Figures published by the Office for National Statistics show that as of March 2017 a total of 1,316,000 children under 16, which equates to 10.6 per cent of the age group, lived in a "workless household".
This compares with 1,406,000 in March 2016 - 11.5 per cent of children under 16. As a result of the fall, the number is now the lowest level since comparable records began.
The statistics also show that there are currently 3,787,000 children (30.6 per cent) in "mixed households", where one parent is working, and 7,256,000 (58.7 per cent) in households where both parents are working.
The statistics add to a complex picture on factors affecting child poverty.
Earlier this month it emerged that the number of households subject to the benefit cap has more than trebled in the space of four months.
As of February 2017, 66,135 households had their government benefits capped, a sharp rise of 46,039 from November 2016, when the total stood at 20,096.

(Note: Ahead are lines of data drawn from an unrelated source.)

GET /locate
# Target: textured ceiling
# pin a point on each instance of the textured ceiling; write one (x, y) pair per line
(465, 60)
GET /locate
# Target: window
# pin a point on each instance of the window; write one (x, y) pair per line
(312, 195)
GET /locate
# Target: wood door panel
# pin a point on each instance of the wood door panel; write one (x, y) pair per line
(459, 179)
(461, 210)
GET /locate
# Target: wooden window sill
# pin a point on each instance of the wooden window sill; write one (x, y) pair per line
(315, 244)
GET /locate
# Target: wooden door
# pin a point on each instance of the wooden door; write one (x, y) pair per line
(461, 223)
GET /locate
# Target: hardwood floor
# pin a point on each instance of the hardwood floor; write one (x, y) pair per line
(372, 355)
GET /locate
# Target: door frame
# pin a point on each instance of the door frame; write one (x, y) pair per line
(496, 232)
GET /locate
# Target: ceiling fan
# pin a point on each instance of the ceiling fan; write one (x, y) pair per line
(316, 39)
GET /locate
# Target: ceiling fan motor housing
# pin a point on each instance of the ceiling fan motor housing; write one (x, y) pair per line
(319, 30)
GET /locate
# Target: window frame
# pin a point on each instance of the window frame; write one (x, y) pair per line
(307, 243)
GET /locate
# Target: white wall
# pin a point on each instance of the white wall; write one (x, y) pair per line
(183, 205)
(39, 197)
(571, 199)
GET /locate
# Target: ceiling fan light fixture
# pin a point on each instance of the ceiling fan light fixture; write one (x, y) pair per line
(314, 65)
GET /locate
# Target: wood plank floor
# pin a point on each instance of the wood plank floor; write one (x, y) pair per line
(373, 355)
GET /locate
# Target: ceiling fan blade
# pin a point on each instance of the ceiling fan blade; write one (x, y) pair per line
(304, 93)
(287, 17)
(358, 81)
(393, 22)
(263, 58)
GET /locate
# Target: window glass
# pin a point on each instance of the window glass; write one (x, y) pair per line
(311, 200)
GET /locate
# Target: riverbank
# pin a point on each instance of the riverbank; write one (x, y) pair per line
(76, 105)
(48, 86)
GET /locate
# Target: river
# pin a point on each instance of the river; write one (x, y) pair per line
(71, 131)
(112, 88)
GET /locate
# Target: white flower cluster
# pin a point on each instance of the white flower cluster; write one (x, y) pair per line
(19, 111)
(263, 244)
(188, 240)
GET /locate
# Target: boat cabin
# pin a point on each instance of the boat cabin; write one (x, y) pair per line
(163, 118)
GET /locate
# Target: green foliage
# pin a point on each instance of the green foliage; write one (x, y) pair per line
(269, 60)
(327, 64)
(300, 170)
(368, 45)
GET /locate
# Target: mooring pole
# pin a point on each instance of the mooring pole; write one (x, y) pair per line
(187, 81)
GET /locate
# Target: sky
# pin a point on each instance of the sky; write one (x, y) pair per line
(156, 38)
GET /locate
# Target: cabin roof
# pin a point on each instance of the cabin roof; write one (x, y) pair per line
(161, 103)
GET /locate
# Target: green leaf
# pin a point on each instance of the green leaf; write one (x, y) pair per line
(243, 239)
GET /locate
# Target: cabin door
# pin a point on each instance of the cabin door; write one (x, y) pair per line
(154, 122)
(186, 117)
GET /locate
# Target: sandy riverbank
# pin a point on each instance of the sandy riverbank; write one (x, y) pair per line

The massive increase coincides with the amount of benefits that can be claimed each year being lowered from £26,000 a year to £23,000 within Greater London and £20,000 across the rest of the UK.
The Conservative Party has said that getting more people into work is central to its efforts to reduce child poverty.
"Employment is at a record high and we will continue to strive for full employment," the party's manifesto for next week's general election states.
"We will continue to run the welfare system in accordance with our belief that work is the best route out of poverty, that work should always pay, and that the system should be fair both to the people in need of support and those who pay for it."
Labour's manifesto points to the fact that the majority of children in poverty come from working families.
It has said it aims to tackle child poverty by producing a new child poverty strategy.